Une des principales armes de la Résistance consiste dans le détournement 481  : se servir du support que fournissent les affiches de Vichy pour défendre sa propre cause en faisant dévier son dessin et/ou son message 482 . C’est là évidemment un pis aller. Durant la clandestinité, faire accéder à la notoriété son message est par définition difficile. Dans ce domaine comme dans beaucoup, il s’agit surtout de « résister » à la propagande officielle. Et il faudra attendre la période de la Libération pour, en même temps que se multiplient les combats et que se précise la victoire, se mettent à fleurir les affiches, comme nous le verrons plus avant dans ce chapitre.

« La poésie, c’est la rencontre d’un son et d’un sens » ’, d’après Paul Claudel. Une affiche fonctionne un peu sur le même schéma : un dessin plus un slogan. Certes, les techniques se perfectionnent à partir du milieu des années trente, à l’heure où les totalitarismes expérimentent toute l’étendue de la gamme de la propagande : photographies intégrées au dessin, photomontages, stylisation du trait qui remplace la simple figuration, plus grande place des symboles, etc. Faire image et délivrer un message, le plus souvent politique, donner du sens par l’image, faire naître la conviction et entraîner l’adhésion, voilà le but de l’affiche en tant que procédé technique. Celle de guerre est souvent abrupte à force d’être dépouillée : la force d’impact du message est accentuée par l’utilisation de techniques picturales sobres (comme celles, célèbres, de Paul Colin pendant la « drôle de guerre », ou celles du dessinateur attitré de l’extrême-droite, Ralph Soupault. Et comme trois des quatre affiches que nous nous proposons d’étudier ici, qui sont dues à l’affichiste grenoblois Darnaud).

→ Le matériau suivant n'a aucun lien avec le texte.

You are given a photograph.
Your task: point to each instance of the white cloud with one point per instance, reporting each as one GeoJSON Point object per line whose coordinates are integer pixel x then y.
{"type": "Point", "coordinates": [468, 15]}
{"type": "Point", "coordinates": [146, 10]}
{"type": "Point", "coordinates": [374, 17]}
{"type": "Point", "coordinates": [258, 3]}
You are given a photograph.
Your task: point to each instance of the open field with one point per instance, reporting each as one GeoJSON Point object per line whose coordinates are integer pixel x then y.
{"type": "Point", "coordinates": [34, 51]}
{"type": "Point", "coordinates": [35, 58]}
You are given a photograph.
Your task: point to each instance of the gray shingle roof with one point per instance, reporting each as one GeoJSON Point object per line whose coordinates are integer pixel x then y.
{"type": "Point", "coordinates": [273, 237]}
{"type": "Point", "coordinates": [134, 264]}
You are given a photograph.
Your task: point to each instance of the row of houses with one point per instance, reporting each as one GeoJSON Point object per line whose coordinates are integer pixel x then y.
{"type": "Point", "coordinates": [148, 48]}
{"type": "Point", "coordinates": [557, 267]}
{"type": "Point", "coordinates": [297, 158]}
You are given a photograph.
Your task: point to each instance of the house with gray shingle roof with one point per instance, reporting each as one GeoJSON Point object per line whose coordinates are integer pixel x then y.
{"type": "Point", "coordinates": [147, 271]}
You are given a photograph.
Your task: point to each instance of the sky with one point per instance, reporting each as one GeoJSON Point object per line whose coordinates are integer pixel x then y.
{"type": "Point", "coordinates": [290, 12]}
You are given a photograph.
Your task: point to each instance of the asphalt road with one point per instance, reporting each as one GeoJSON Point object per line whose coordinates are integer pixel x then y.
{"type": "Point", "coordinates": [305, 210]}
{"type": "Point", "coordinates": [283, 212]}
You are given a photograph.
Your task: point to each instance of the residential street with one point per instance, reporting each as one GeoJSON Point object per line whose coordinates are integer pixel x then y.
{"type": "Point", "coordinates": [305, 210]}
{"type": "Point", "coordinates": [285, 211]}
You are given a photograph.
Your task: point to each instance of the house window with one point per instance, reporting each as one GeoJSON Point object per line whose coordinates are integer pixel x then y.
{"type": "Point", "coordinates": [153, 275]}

Le texte, partie intégrante de l’affiche et qui la compose presque au même titre que le dessin, doit cependant la plupart du temps se réduire à sa plus simple expression : c’est-à-dire faire lui aussi image.

Mais l’affiche peut aussi être simple support explicatif : donner à lire, afficher du texte, comme c’est par exemple le cas de celle-ci.

Notes
478.

Les quelques pages qui suivent s’inspirent largement de notre article qui porte le même titre, in Affiches des Années Noires. 1940-1945, musée de la Résistance et de la Déportation de l’Isère, Grenoble, Éditions Cent Pages, 1996, p. 37-41. Les photographies sont tirées de la collection du MRDI.

479.

Dictionnaire Robert et dictionnaire Larousse.

480.

Expression inventée par un journaliste parisien pour évoquer le mécontentement ouvrier qui montait contre Napoléon III dans les banlieues parisiennes qui encerclaient la capitale, au XIXème siècle.

481.

Ce que Robert Frank appelle la « guérilla des murs », rappelant qu’à ces actions « la Préfecture de Paris [crut] devoir répliquer par la voie d’une affichette menaçante : “[...] la lacération et l’endommagement d’affiches de l’Autorité occupante seront considérées comme acte de sabotage et punis des peines les plus sévères” » ; in Images de la France de Vichy, ouvrage collectif, Paris, La Documentation française, 1988, p. 212.

482.

Ne citons qu’un seul exemple de ces habiles détournements : celui de cette affiche qui représente un char d’assaut allemand conduit par un tankiste souriant ; le slogan qui l’accompagne est le suivant : « Si tu veux que la France vive, tu combattras dans la Waffen SS contre le Bolchevisme. » « Retouchée » par la Résistance, quelques mots ou quelques lettres biffées, ce commandement devient : « Si tu veux que la France vive, tu combattras le Boche. » Mais les Allemands pratiquent aussi cet art particulier. Au moment où, au printemps et à l’été 1941, la campagne des V de la Victoire, venue d’Angleterre et de Belgique, bat son plein sur les murs de la France occupée, les Allemands tentent de la retourner contre les résistants, en remplaçant sur leurs affiches le mot allemand « Sieg » (Victoire) par celui de « Victoria ». Le V de Victoria sera même apposé sur la Chambre des députés et... sur la tour Eiffel.